Logistic Regression
2023-06-01
The solution to a classification problem is a prediction of some independent variables’ class from a finite number of labels, rather than a real-valued output as in linear regression. In the case of binary classification, a classification problem with two classes, logistic regression can be used to fit a statistical model’s parameters to an observed distribution.
Initialisation
A handful of modules and convenience functions are required for the subsequent examples.
import matplotlib as mpl
import matplotlib.pyplot as plt
from matplotlib.ticker import (MultipleLocator, AutoMinorLocator, FormatStrFormatter)
import numpy as np
import sklearn.datasets
import math
%matplotlib inline
def new_plot():
fig = plt.figure(dpi=300)
ax = fig.add_subplot(1,1,1)
ax.set_xticks([])
ax.set_yticks([])
ax.set_aspect('auto')
return fig, ax
Logistic Function
The sigmoid or logistic function returns a value in the interval \((0,1)\) and is defined:
\[\sigma(u) = \dfrac{1}{1+e^{-u}}\]
The inverse of the logistic function is the logit or log-odds function for some observation according to a probability distribution:
\[\sigma^{-1}(u) = \log\left(\dfrac{p}{1-p}\right)\]

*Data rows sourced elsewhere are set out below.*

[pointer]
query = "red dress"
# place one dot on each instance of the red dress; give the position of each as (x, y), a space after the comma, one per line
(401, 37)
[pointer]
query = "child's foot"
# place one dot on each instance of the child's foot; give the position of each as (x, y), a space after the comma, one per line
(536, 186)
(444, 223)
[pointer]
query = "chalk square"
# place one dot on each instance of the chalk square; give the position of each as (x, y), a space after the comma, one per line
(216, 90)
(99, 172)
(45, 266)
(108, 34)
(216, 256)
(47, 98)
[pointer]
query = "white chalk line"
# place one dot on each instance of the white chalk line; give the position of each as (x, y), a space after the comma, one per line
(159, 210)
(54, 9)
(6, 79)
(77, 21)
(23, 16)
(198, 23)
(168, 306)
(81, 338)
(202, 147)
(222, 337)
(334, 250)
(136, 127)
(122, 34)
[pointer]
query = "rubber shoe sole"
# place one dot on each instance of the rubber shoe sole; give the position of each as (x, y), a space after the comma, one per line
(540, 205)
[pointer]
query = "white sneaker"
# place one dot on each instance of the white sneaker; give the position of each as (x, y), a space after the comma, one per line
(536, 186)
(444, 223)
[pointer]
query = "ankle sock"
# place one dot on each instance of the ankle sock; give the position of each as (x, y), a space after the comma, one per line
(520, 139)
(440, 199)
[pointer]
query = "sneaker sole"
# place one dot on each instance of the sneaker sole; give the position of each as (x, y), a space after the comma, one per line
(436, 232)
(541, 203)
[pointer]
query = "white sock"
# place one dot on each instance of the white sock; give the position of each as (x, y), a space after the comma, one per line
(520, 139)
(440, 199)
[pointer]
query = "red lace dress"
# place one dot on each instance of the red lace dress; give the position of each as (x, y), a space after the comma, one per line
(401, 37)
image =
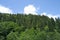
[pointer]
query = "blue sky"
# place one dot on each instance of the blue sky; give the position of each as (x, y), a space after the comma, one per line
(44, 6)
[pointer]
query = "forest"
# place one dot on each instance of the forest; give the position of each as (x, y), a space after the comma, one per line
(28, 27)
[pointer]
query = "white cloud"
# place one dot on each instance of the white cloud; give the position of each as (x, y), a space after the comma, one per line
(4, 9)
(30, 9)
(50, 15)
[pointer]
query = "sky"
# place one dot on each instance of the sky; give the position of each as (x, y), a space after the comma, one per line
(50, 8)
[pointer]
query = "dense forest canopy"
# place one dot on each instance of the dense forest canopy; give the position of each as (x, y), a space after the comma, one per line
(28, 27)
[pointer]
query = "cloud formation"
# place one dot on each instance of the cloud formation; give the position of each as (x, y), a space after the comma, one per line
(50, 15)
(4, 9)
(30, 9)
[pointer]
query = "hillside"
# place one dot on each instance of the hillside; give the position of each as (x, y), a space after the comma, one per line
(28, 27)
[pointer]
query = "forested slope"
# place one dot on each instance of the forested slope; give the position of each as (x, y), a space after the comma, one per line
(28, 27)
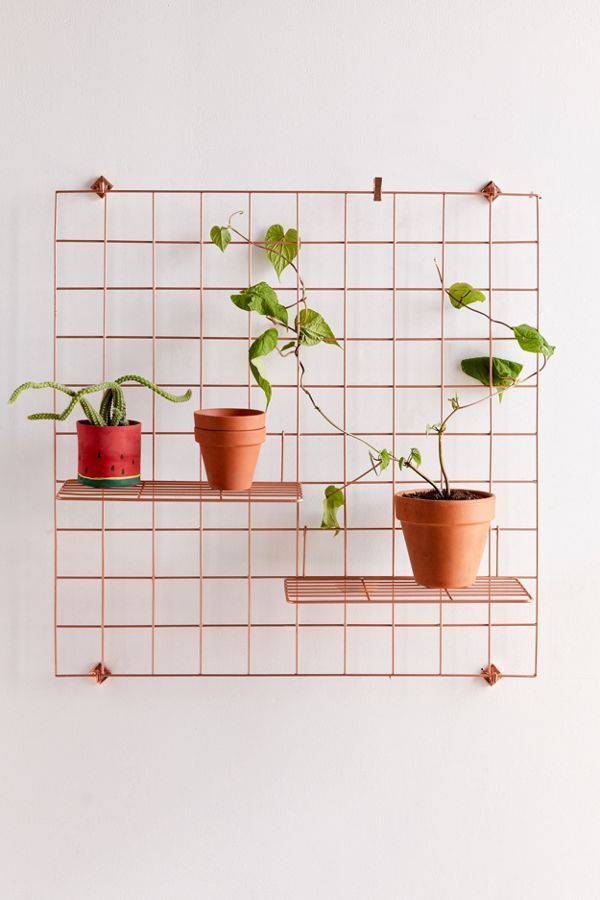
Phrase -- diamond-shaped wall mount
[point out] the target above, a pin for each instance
(492, 674)
(100, 673)
(491, 191)
(101, 186)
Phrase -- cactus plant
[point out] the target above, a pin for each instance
(112, 410)
(109, 444)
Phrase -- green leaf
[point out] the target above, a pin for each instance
(261, 298)
(281, 246)
(415, 456)
(532, 341)
(504, 371)
(462, 294)
(262, 346)
(313, 328)
(220, 236)
(385, 457)
(334, 498)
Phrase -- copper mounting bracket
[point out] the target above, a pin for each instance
(99, 673)
(101, 186)
(491, 674)
(491, 191)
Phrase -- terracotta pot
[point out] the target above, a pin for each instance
(445, 539)
(230, 441)
(109, 455)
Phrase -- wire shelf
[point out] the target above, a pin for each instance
(182, 492)
(332, 589)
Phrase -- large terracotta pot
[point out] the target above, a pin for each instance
(108, 455)
(445, 539)
(230, 440)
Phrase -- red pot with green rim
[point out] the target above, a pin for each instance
(109, 455)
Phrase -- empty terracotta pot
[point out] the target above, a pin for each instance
(445, 539)
(108, 455)
(230, 440)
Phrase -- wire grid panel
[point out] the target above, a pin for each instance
(165, 587)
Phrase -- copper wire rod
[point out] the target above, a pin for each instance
(243, 625)
(307, 193)
(331, 434)
(192, 337)
(280, 289)
(304, 242)
(276, 529)
(295, 674)
(442, 400)
(209, 577)
(537, 446)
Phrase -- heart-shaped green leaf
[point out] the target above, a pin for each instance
(313, 328)
(463, 294)
(220, 236)
(333, 500)
(384, 457)
(262, 346)
(532, 341)
(261, 298)
(504, 371)
(415, 456)
(281, 246)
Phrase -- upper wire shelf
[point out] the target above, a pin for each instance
(182, 491)
(401, 589)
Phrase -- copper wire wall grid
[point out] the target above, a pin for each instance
(202, 589)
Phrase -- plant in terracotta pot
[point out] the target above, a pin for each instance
(446, 529)
(109, 444)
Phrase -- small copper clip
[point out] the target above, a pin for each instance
(491, 191)
(492, 674)
(100, 673)
(101, 186)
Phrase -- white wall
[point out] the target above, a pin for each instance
(280, 789)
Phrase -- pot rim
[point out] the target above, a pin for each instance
(131, 423)
(229, 418)
(405, 495)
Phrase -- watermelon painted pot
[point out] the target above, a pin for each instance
(108, 455)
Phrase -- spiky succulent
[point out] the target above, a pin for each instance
(112, 410)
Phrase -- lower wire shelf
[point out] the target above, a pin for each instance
(400, 589)
(182, 491)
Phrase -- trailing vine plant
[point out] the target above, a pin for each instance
(112, 409)
(307, 328)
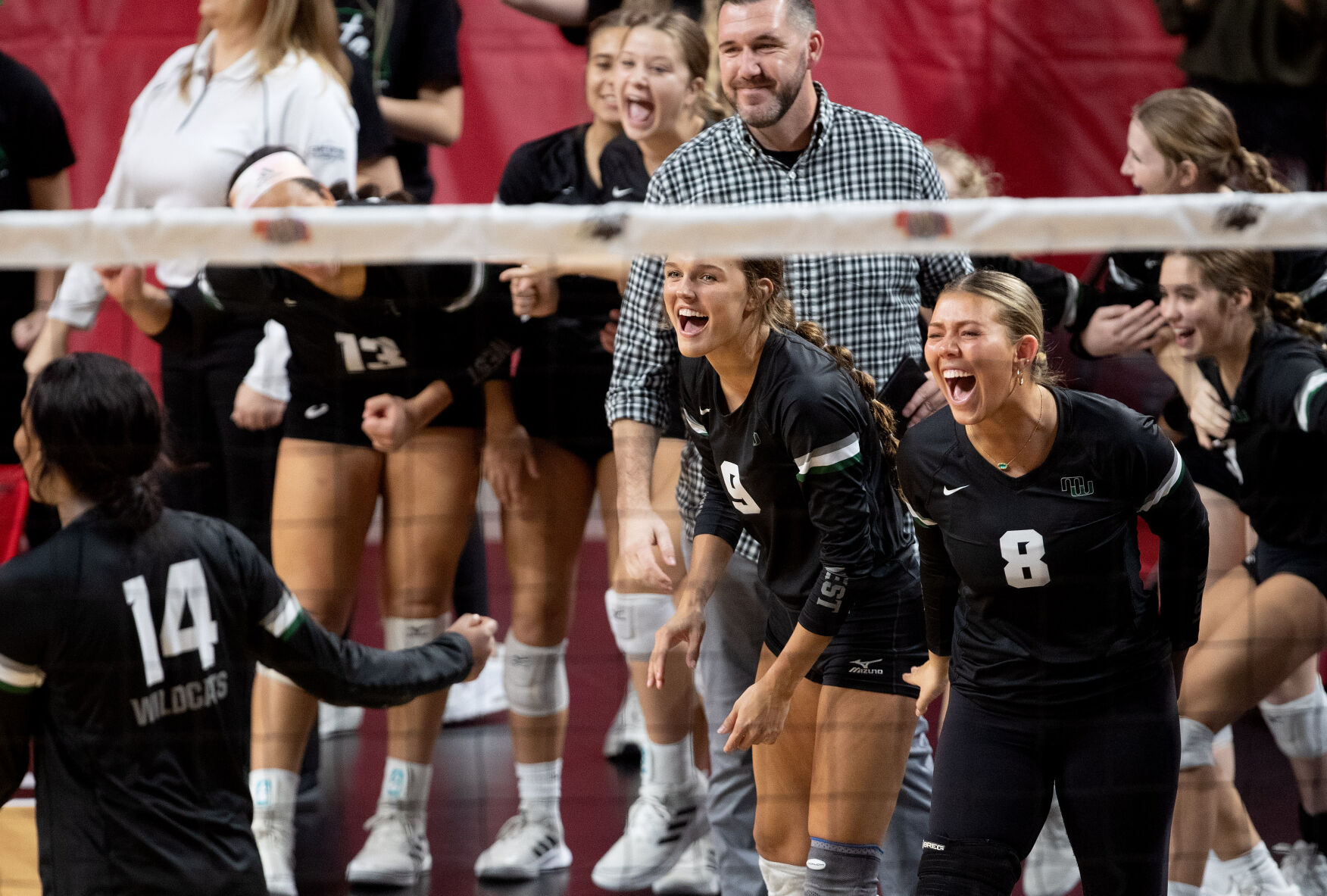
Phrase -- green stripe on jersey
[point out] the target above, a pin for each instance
(1311, 386)
(19, 677)
(286, 617)
(829, 458)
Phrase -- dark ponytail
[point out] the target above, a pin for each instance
(97, 421)
(781, 315)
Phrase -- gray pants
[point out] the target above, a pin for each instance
(729, 656)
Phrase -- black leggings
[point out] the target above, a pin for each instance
(1115, 770)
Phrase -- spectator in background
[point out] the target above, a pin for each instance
(1268, 61)
(245, 83)
(35, 158)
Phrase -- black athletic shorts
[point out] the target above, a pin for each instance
(1268, 560)
(340, 421)
(882, 638)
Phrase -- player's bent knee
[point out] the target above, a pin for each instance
(402, 633)
(635, 619)
(1194, 745)
(535, 679)
(966, 869)
(1300, 726)
(843, 869)
(782, 879)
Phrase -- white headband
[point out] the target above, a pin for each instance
(266, 174)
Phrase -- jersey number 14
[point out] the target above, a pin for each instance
(185, 585)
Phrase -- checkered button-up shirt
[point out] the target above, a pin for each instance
(866, 303)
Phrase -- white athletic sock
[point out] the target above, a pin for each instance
(1258, 864)
(273, 791)
(668, 767)
(405, 786)
(540, 786)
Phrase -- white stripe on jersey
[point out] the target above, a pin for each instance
(921, 520)
(1313, 384)
(17, 677)
(1166, 483)
(284, 617)
(829, 456)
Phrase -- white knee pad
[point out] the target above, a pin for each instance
(1300, 725)
(402, 633)
(1194, 744)
(273, 675)
(635, 619)
(783, 879)
(535, 679)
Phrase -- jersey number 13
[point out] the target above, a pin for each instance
(185, 585)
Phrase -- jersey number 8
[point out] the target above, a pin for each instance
(185, 585)
(1023, 550)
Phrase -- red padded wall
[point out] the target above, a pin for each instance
(1043, 88)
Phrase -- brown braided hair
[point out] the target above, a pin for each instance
(779, 315)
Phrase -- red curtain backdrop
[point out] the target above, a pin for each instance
(1043, 88)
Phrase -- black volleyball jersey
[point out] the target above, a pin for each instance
(1043, 568)
(397, 338)
(1277, 441)
(128, 660)
(799, 467)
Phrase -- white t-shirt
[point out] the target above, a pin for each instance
(180, 151)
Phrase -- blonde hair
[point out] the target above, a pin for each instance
(973, 176)
(1018, 312)
(778, 314)
(1229, 271)
(695, 48)
(1187, 123)
(307, 27)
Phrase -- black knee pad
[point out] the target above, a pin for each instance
(966, 869)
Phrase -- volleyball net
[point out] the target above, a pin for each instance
(395, 234)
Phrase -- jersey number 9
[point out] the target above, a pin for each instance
(185, 585)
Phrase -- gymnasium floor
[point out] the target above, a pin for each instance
(474, 788)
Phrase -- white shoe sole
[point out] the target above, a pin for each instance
(555, 859)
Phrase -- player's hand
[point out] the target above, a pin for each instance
(932, 679)
(534, 289)
(1119, 329)
(254, 411)
(507, 461)
(758, 717)
(608, 335)
(642, 531)
(926, 401)
(1209, 417)
(389, 421)
(686, 627)
(481, 632)
(26, 329)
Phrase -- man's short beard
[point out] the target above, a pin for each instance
(783, 100)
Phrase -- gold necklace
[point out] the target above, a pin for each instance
(1041, 407)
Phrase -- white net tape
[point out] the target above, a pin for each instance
(437, 233)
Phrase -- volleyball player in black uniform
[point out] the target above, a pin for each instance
(128, 647)
(797, 451)
(1270, 370)
(1063, 668)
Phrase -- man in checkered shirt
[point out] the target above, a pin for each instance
(788, 142)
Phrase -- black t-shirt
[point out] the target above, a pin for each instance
(1043, 568)
(128, 660)
(1277, 441)
(799, 467)
(421, 52)
(397, 338)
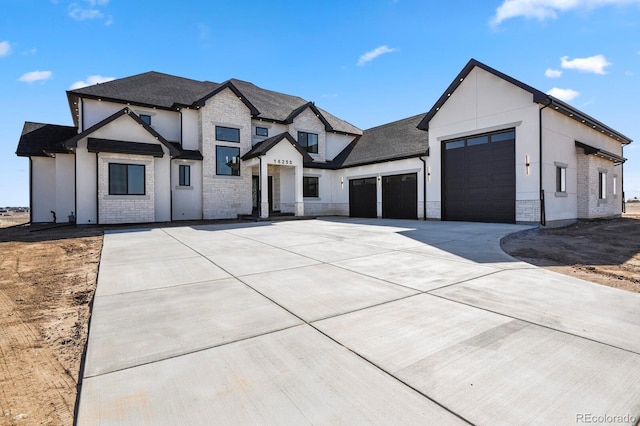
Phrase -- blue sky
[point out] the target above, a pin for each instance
(368, 62)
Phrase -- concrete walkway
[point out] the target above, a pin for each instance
(351, 321)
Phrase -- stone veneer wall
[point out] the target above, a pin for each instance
(224, 196)
(125, 208)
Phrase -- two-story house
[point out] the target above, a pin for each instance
(155, 147)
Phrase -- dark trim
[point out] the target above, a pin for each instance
(538, 97)
(591, 150)
(424, 188)
(73, 142)
(228, 85)
(30, 191)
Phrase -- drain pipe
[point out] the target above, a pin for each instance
(424, 188)
(543, 215)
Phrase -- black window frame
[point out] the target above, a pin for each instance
(233, 172)
(308, 184)
(220, 134)
(184, 175)
(303, 141)
(561, 179)
(127, 191)
(146, 118)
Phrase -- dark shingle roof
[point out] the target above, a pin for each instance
(39, 139)
(122, 147)
(392, 141)
(263, 147)
(152, 89)
(168, 92)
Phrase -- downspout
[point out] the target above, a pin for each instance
(424, 188)
(543, 218)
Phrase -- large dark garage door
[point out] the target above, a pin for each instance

The sigmoid function, in code:
def sigmoid(u):
return 1 / (1+math.e ** -u)
The sigmoid function, visualised:
x = np.linspace(-8, 8, 1000)
f, ax = new_plot()
ax.set_xticks([])
ax.yaxis.set_major_locator(MultipleLocator(1))
ax.grid()
ax.plot(x, sigmoid(10 * x), 'green', label="10x")
ax.plot(x, sigmoid(2 * x), 'red', label="2x")
ax.plot(x, sigmoid(x), label="x")
ax.legend(loc='lower right')

Principles of Logistic Regression
Logistic regression models the log-odds of a binary outcome in a Bernoulli distribution as a linear combination of the independent variable. Consequently, the probability that the random variable \(Y\) takes the value \(1\) is the application of the logistic function to this linear combination.
\[p = P(Y = 1)\]
\[\log\left(\dfrac{p}{1-p}\right) = w_0x_0 + w_1x_1 + \ldots + w_nx_n\]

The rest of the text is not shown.